BAGHDAD — U.S. oil giant Exxon Mobil Corp. has expressed an interest in pulling out of a major oil field development project in the country’s south, a senior Iraqi oil ministry official said Wednesday.
The comments by the ministry’s licensing and contracts chief, Abdul-Mahdi al-Ameedi, are the first official acknowledgement of reports that Exxon wants to exit the 8.6 billion barrel West Qurna Phase 1 project.
“There is talk about this issue. In fact, Exxon Mobil is interested in selling its whole share or part of it to other companies and leave West Qurna,” al-Ameedi told reporters at an event in the Iraqi capital.
Irving, Texas-based Exxon Mobil is the main developer of the West Qurna-1 project. It was awarded rights to work on the field in 2009 along with minority partner Royal Dutch Shell PLC.
Exxon has not commented on the possibility that it might leave the project, despite reports that have resonated in the markets in in recent weeks.
The energy company irked Iraq’s central government when it signed up to hunt for oil in the country’s self-ruled Kurdish region late last year.

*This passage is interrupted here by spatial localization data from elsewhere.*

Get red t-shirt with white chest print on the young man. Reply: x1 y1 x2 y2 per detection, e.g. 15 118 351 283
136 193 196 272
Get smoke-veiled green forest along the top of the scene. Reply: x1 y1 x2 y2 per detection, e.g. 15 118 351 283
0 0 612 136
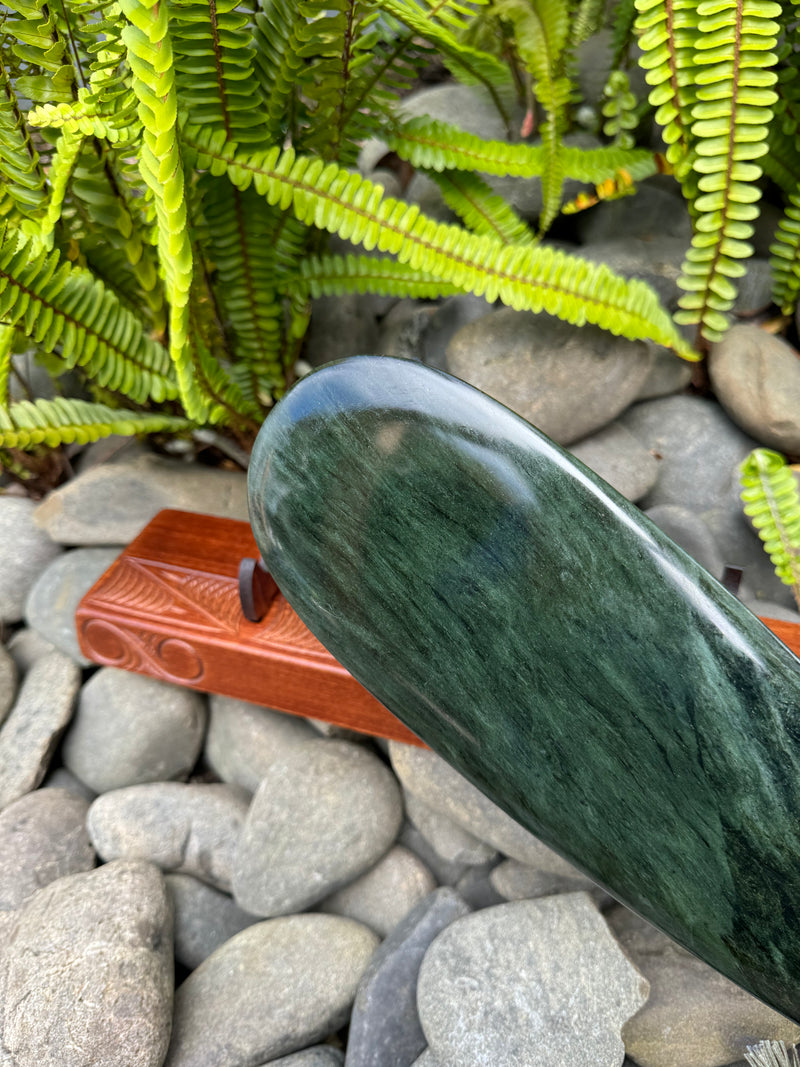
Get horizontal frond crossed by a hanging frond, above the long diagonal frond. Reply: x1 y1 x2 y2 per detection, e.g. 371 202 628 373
386 115 658 185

Al-Ameedi also said that Baghdad has decided to exclude Turkish company TPAO from a consortium that won a separate deal to hunt for oil in Iraq’s south earlier this year. TPAO was a minority partner in a consortium led by Kuwait Energy that won rights in May to explore 900-square-kilometer (350-square-mile) Block 9 in the southern province of Basra.
Its exclusion will mean that Kuwait Energy will now control 70 percent of the project. Remaining minority partner Dragon Oil of the United Arab Emirates will hold a 30 percent stake.